Consider how much more powerful and, in most cases, preferable positive reinforcement and ignoring are to punishment, even though in the heat of the moment this may go against your instincts or intuition. It may help to think about how much more likely you are to work hard when your supervisor at work recognizes and praises your efforts, and how poorly motivated and resentful you may feel if she frequently criticizes you. In the same way, your child is more likely to respond positively to your actions if you react positively to her, while a negative comment or response on your part is likely to lead to more negative behavior.
Giving Clear Commands
The first step in helping your child learn to follow rules, obey your commands, and otherwise manage her own behavior is to make sure that the commands you give her are clear. Adults are often accustomed to couching their commands in a variety of “softening” or ambiguous gestures and phrases. Many of us also tend to react too strongly or impulsively to behavior we consider unacceptable.
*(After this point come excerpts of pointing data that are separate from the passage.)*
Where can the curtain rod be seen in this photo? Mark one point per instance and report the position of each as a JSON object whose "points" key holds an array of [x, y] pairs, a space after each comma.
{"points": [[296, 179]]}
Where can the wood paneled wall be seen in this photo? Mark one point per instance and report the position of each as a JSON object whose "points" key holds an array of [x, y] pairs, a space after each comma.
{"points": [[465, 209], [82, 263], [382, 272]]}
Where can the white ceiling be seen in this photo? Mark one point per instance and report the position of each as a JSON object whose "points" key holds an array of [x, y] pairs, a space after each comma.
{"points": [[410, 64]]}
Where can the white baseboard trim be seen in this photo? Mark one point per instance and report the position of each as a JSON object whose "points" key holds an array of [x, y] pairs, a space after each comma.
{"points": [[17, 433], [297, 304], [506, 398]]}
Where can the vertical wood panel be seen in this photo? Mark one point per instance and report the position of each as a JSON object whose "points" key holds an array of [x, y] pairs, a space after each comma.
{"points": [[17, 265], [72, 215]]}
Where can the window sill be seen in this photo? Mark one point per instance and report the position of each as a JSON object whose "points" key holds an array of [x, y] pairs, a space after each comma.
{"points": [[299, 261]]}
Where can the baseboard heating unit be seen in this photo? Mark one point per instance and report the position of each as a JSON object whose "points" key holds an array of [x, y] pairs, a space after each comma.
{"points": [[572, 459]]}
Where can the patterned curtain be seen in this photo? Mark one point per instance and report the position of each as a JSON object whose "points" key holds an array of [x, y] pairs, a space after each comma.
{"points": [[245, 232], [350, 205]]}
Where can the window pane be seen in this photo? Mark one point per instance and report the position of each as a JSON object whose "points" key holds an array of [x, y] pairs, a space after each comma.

Establish good eye contact. You must fully engage your child’s attention by making good eye contact if she is going to hear and follow what you say. At first, you may find it helpful to touch a younger child’s arm or hold her hand before addressing her.
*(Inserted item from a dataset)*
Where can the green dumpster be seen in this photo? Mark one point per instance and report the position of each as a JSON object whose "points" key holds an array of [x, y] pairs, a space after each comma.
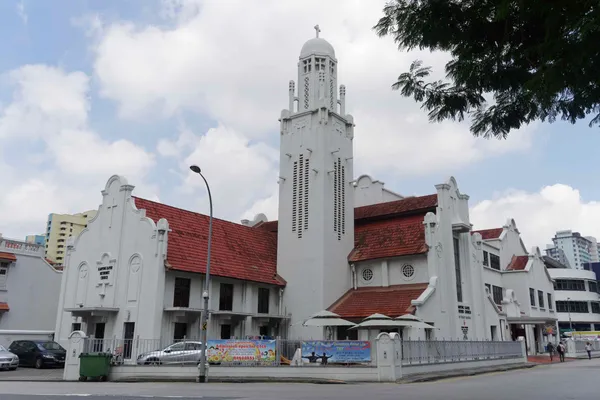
{"points": [[94, 365]]}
Clearly state the command. You can make commands clear to your child by first stating what behavior therapists call a terminating command—a simple, non-emotional statement of what you want your child to do (“You need to stop pushing your brother.”). If the behavior does not stop immediately, you can then follow up with a warning that includes the exact limit and the consequences (“If you push your brother one more time, you’ll be in time-out. If you stop immediately, the two of you can go on playing.”). When stating a command, keep your tone of voice firm and neutral. Refrain from yelling, or looking or sounding angry. It is especially important to monitor your body language because these nonverbal messages are so easy for parents to overlook. State the command as an instruction, not as a question (Not, “Would you please stop teasing your brother?” or “Stop teasing him, OK?” but “You need to stop teasing your brother.”).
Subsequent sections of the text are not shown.